Masih tersisa satu hadits, yaitu hadits Anas,
أَخَّرَ
النَّبِىُّ – صلى الله عليه وسلم – صَلاَةَ الْعِشَاءِ إِلَى نِصْفِ اللَّيْلِ ،
ثُمَّ صَلَّى
“Nabi
shallallahu ‘alaihi wa sallam mengakhirkan shalat Isya’ hingga pertengahan
malam, kemudian beliau shalat.” (HR. Bukhari no. 572). Hadits tersebut
dapat dipahami dengan kita katakan bahwa waktu akhir shalat Isya’ adalah
pertengahan malam, artinya pertengahan malam shalat Isya’ itu berkahir.
Sedangkan kalimat “kemudian beliau shalat” hanya tambahan dari perowi.
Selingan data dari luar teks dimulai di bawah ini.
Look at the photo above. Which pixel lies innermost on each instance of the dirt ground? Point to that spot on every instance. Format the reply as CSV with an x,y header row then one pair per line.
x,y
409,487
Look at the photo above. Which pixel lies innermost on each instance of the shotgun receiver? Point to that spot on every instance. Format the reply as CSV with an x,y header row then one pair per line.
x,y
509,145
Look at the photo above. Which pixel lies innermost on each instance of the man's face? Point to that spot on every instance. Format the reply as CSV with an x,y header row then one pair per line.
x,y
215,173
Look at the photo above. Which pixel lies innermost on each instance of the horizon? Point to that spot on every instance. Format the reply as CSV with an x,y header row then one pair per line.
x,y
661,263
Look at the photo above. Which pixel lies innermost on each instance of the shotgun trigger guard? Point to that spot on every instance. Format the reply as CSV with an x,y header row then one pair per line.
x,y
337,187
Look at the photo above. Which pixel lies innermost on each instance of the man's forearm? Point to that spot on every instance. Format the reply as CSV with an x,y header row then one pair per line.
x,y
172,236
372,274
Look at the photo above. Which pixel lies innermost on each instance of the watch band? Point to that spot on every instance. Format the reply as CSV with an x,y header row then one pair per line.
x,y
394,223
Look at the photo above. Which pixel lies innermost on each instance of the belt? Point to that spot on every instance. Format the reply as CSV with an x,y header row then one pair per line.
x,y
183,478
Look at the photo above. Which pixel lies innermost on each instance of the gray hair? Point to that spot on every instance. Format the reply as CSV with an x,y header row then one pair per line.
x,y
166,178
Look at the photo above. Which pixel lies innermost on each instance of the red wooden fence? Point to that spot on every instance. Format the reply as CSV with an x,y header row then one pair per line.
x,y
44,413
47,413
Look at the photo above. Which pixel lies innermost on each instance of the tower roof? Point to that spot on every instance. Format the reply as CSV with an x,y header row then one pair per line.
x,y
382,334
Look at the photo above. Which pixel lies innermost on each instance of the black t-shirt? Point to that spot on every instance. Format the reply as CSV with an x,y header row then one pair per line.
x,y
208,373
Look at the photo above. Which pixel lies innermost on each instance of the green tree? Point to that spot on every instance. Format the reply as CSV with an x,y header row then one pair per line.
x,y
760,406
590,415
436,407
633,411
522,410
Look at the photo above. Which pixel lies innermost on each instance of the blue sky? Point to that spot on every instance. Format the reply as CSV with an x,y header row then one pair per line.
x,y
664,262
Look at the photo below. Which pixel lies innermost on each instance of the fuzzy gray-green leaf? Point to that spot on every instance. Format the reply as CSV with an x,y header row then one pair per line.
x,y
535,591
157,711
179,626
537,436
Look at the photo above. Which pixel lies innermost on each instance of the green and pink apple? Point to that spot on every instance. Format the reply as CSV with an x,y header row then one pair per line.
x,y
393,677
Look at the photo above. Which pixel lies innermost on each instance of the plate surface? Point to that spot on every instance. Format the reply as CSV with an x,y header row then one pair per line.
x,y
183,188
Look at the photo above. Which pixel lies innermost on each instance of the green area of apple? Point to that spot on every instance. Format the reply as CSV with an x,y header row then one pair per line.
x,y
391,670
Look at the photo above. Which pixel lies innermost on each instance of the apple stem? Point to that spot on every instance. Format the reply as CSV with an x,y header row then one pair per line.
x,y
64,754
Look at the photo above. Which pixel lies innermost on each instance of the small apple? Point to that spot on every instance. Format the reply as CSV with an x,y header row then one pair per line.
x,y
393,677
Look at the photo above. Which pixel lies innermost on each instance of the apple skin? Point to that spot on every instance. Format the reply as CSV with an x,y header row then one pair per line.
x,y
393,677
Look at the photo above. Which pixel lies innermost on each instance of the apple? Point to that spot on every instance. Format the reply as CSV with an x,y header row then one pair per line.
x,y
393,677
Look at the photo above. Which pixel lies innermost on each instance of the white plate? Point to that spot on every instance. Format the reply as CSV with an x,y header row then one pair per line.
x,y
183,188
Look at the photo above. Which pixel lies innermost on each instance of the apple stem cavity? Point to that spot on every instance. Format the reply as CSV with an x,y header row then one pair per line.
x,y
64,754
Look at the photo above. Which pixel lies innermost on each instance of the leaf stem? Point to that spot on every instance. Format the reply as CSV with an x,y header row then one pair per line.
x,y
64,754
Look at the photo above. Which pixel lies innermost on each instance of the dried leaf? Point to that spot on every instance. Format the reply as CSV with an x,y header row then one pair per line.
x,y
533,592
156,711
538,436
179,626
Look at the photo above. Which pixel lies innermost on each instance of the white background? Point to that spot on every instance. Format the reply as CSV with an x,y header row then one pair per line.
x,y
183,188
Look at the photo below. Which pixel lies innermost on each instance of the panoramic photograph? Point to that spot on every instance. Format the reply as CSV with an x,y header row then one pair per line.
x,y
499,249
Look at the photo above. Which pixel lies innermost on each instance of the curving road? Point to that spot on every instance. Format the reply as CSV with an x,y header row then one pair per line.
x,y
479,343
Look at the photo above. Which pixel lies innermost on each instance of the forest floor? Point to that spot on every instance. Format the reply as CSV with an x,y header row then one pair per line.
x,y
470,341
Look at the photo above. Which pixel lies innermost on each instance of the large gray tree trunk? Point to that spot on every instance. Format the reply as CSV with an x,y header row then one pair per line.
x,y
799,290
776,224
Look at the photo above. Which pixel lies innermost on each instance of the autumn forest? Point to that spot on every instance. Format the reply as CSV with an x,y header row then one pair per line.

Jika
memang bukan tambahan perowi, maka benarlah pendapat tersebut, yaitu bahwa
boleh jadi shalat Isya dilaksanakan setelah pertengahan malam.[5]
Dengan mempertimbangkan pemahaman dari hadits
Anas di atas, artinya hadits tersebut masih bisa dipahami bahwa setelah
pertengahan malam masih dilaksanakan shalat Isya’, maka kesimpulan yang terbaik
adalah sebagaimana yang diutarakan oleh Ibnu Qudamah. Beliau rahimahullah mengatakan,
وَالْأَوْلَى
إنْ شَاءَ اللَّهُ تَعَالَى أَنْ لَا يُؤَخِّرَهَا عَنْ ثُلُثِ اللَّيْلِ ، وَإِنْ
أَخَّرَهَا إلَى نِصْفِ اللَّيْلِ جَازَ ، وَمَا بَعْدَ النِّصْفِ وَقْتُ
ضَرُورَةٍ ، الْحُكْمُ فِيهِ حُكْمُ وَقْتِ الضَّرُورَةِ فِي صَلَاةِ الْعَصْرِ
“Yang
utama, insya Allah Ta’ala, waktu shalat Isya’ tidak diakhirkan dari sepertiga
malam. Jika diakhirkan sampai pertengahan malam, itu boleh. Namun jika
diakhirkan lebih dari pertengahan malam, maka itu adalah waktu dhoruroh
(waktu darurat). Yang dimaksudkan dengan waktu dhoruroh adalah
sebagaimana waktu dhoruroh dalam shalat ‘Ashar.”[6]
(*) Ada dua macam waktu shalat yang perlu
diketahui:
Pertama, waktu ikhtiyari, yaitu waktu di mana tidak boleh dilewati
kecuali bagi orang yang ada udzur. Artinya, selama tidak ada udzur (halangan),
shalat tetap dilakukan sebelum waktu ikhtiyari.[7]
Kedua, waktu dhoruroh, yaitu waktu di mana masih boleh melakukan ibadah bagi
orang yang ada udzur, seperti wanita yang baru suci dari haidh, orang kafir
yang baru masuk Islam, seseorang yang baru baligh, orang gila yang kembali
sadar, orang yang bangun karena ketiduran dan orang sakit yang baru sembuh.
Orang-orang yang ada udzur boleh melakukan shalat meskipun pada waktu dhoruroh.[8]
Demikian sajian ringkas mengenai waktu akhir
shalat Isya’. Inilah sajian yang dapat kami sampaikan sesuai dengan
keterbatasan ilmu kami.
Semoga bermanfaat. Segala
puji bagi Allah yang dengan nikmat-Nya segala kebaikan menjadi sempurna.